Scientists Detect Loneliness Through The Use Of AI And NLP
Researchers from the University of California San Diego School of Medicine have made use of artificial intelligence algorithms to quantify loneliness in older adults and determine how older adults might express loneliness in their speech.
Over the past twenty years or so, social scientists have described a trend of rising loneliness in the population. Studies done over the past decade in particular have documented rising loneliness rates across large swaths of society, which has impacts on depression rates, suicide rates, drug use, and general health. These problems are only exacerbated by the Covid-19 pandemic, as people are unable to safely meet up and socialize in person. Certain groups are more vulnerable to extreme loneliness, such as marginalized groups and older adults. As MedicalXpress reported, one study done by UC San Diego found that senior housing communities had loneliness rates approaching 85% when counting those who reported experiencing moderate or severe loneliness.
In order to determine solutions to this problem, social scientists need to get an accurate view of the situation, determining both the depth and breadth of the issue. Unfortunately, most methods of gathering data on loneliness are limited in notable respects. Self-reporting, for instance, can be biased towards the more extreme cases of loneliness. In addition, questions that directly ask study participants to quantify how “lonely” they feel can sometimes be inaccurate due to social stigmas surrounding loneliness.
In an effort to design a better metric for quantifying loneliness, the authors of the study turned to natural language processing and machine learning. The NLP methods used by the researchers are used alongside traditional loneliness measurement tools, and its hoped that analyzing the natural ways people use language will lead to a less biased, more honest representation of people’s loneliness.

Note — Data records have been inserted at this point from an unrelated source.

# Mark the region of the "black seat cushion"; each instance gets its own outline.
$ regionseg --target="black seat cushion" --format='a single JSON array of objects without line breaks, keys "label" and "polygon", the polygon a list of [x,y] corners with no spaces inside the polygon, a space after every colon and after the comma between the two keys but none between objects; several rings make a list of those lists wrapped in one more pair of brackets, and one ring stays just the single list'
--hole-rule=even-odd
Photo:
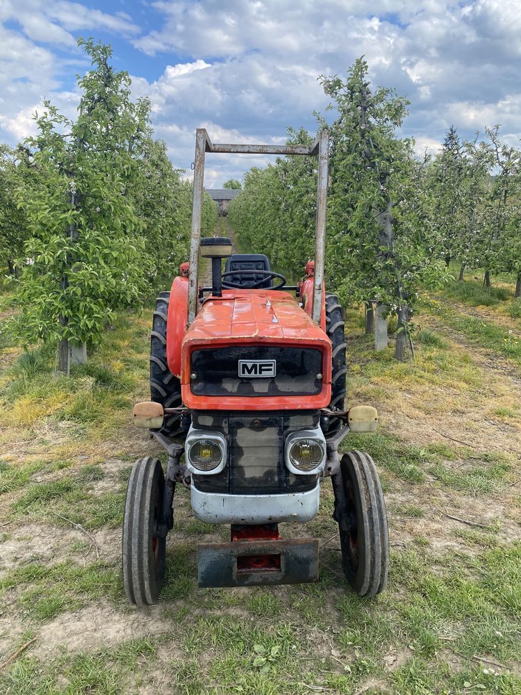
[{"label": "black seat cushion", "polygon": [[[233,282],[247,288],[266,277],[261,273],[256,272],[256,270],[271,270],[271,268],[267,256],[265,256],[264,254],[233,254],[226,259],[226,271],[228,272],[230,270],[251,270],[251,272],[228,275],[222,281],[224,285],[226,282]],[[272,287],[273,281],[271,278],[267,278],[258,286],[259,288]]]}]

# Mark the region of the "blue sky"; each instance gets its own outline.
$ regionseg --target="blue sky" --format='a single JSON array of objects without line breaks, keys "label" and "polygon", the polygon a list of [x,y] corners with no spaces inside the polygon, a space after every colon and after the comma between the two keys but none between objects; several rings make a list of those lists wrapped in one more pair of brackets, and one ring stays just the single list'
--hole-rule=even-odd
[{"label": "blue sky", "polygon": [[[495,123],[521,137],[521,0],[0,0],[0,140],[30,134],[42,97],[74,115],[78,36],[110,43],[116,67],[148,95],[156,133],[189,170],[196,127],[215,141],[283,141],[315,129],[320,74],[364,54],[377,84],[411,101],[404,134],[436,151]],[[212,156],[206,183],[263,157]]]}]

The new study’s senior author was Ellen Lee, assistant professor of psychiatry at the School of Medicine, UC San Diego. Lee and the other researchers focused their study on 80 participants between the ages of 66 to 94. Participants in the study were encouraged by the researchers to answer questions in a way that was more natural and unstructured than most other studies. The researchers weren’t just asking questions and classifying answers. As the first author Ph.D. Varsha Badal, explained that using machine learning and NLP allowed the research team to take these long-form interview answer and find how subtle word choice and speech patterns could be indicative of loneliness when taken together:
“NLP and machine learning allow us to systematically examine long interviews from many individuals and explore how subtle speech features like emotions may indicate loneliness. Similar emotion analyses by humans would be open to bias, lack consistency, and require extensive training to standardize.”
According to the research team, individuals who were lonely had noticeable differences in the ways they responded to the questions compared to non-lonely respondents. Lonely respondents would express more sadness when asked questions regarding loneliness and had longer responses in general. Men were less likely to admit feeling lonely than women. In addition, men were more likely to use words expressing joy or fear than women were.
The researchers of the study explained that the results helped elucidate the differences between typical research metrics for loneliness and the way individuals subjectively experience and describe loneliness. The results of the study imply that loneliness could be detected through the analysis of speech patterns, and if these patterns prove to be reliable they could help diagnose and treat loneliness in older adults. The machine learning models designed by the researchers were able to predict qualitative loneliness with approximately 94% accuracy. More research will need to be conducted to see if the model is robust and if its success can be replicated. In the meantime, members of the research team are hoping to explore how NLP features might be correlated with wisdom and loneliness, which have an inverse correlation in older adults.